Herói de que?
“Estava à toa na vida”... ah! não estava não; não mesmo. “O meu amor me chamou”... Chamou não. Eu é que fui. “Pra ver a banda passar / Tocando coisas de amor”. Fui ver a banda passar, mas ela não tocava coisas de amor não, Chico. Era uma banda sem pé nem cabeça, tocava coisas sem amor. A banda tocava coisas de amor naquele seu tempo. Hoje a banda toca coisas de terror. Sem amor, sem compaixão, sem mulheres nas janelas, nem feias nem bonitas. A banda passava e as mulheres caíam, uma com a cabeça quebrada, outra a costela, o nariz, a boca... vi sangue muito sangue... muito sangue... a banda passava e os homens marchavam por cima de cadáveres... cadáveres de mulheres, muitas mulheres, todas as mulheres... a banda passava tocando tremor e terror. A banda virou bando... a banda de amor, bando de terror. Sem amor, sem sentimentos, sem empatia aos outros... o ego no comando, fazendo careta no espelho e achando-se herói... herói de que, meu filho?
A banda passou e a mulher feia ficou fora da janela, caída na rua. A banda passou e as flores murchas sem vidas ficaram, queriam ver a banda tocando coisas de amor... só viram o bando tocando terror.
E você, está olhando o que? Corra, corra depressa, vou te matar sua safada. Quem mandou você espiar a banda do bando? Morraaaa!!!!
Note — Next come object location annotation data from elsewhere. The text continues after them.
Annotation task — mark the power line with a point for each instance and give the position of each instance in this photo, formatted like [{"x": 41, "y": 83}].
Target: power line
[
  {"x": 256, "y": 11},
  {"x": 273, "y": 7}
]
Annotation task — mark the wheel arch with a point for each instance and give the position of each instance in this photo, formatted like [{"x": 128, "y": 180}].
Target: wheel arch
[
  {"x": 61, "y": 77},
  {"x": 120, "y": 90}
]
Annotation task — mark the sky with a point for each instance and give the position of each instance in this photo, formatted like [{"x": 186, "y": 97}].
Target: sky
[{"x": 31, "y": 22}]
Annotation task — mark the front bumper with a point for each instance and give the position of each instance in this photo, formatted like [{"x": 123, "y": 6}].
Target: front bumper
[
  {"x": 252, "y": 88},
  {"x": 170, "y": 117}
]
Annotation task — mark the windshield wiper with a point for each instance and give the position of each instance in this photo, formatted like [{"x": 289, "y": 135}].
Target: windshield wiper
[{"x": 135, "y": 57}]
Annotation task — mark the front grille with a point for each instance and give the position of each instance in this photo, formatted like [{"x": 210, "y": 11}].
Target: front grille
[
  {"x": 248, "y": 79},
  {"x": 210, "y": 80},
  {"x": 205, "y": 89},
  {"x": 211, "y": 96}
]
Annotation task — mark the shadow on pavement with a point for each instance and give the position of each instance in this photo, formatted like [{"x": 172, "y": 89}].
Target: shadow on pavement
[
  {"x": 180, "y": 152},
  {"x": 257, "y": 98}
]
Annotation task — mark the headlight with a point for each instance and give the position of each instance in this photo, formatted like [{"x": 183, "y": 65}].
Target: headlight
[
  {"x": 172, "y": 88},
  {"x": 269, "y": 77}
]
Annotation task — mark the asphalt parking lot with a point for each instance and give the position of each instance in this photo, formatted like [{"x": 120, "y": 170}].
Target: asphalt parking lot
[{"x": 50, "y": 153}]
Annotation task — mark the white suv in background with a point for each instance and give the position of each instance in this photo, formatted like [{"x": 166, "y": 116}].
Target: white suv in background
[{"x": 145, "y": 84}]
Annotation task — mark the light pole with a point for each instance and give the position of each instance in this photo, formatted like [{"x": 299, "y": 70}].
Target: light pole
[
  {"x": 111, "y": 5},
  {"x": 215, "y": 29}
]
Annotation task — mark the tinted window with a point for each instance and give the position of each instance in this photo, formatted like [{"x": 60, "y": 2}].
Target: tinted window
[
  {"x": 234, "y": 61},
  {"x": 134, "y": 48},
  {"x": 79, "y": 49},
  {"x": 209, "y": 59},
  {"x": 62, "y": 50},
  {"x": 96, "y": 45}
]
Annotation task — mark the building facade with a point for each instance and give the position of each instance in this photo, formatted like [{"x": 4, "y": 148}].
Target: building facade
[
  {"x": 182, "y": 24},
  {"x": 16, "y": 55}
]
Aaaiiii! Aiiii!!!! Sangue escorrendo pelo corpo todo... Não é sangue? Sangue de suor? Suor de sangue? Não é sangue, é suor...
Acorda, acorda! Foi pesadelo, acorda!
Acordei com as mãos molhadas, o corpo molhado e trêmulo. O que aconteceu? Estava sonhando com a banda passando, de repente a banda virou bando... isso é sonho? Não dormi com barriga cheia, estava vazia... não dormi pensando em morte, pensava em amor... e o pesadelo, por quê? Filmes? Novelas? Noticiários? Ou somente imagens refletidas da realidade? Não, não quero essas imagens, não são sincronias...Desespero? Solitário pedido de socorro? A quem? Não, não é um solitário pedido, estamos todas pedindo socorro. SOS Vida! Onde a humanidade errou? Onde erramos? Quem errou? Onde ficaram os heróis? Herói de que, meu filho?
Ontem herói da história? E hoje? Herói de seu próprio ego, herói de pensamento fechado em cyber? Quem vê você, herói? Um mundinho sem mundo, invisível, conectado no desconectado? Hahaha... Conectado ao inexistente, conectado a um mundo fechado onde existe... só você mesmo pensando ser o herói dos heróis. Aí o do mundinho fechado quando abre a janela... a janela ficou fora do tempo, durante muito tempo e... e quebrou. Quebrou. Quebrou vidraça, estrutura e você achou que o limite era o sem limite, um quadrado infinito. Você se esqueceu que quadrados têm limites, quatro pontas, linhas paralelas... paralelas horizontais e verticais. Você escolheu o vertical, ah! é esse, sem limite, infinito. Você se enganou, seu bobo. No vertical a queda é livre e bate de cabeça no seu limite. Você se arrebenta, fica fulo da vida e sai batendo em todos. Em todos? Não, você é covarde, bate em quem você pensa que é menor, aí bate nelas. Menores, elas? Aí seu engano. Por pouco tempo você, naquele mundinho desvirtuado e virtual, achando-se herói, bateu com a cabeça. Achando-se herói. De que?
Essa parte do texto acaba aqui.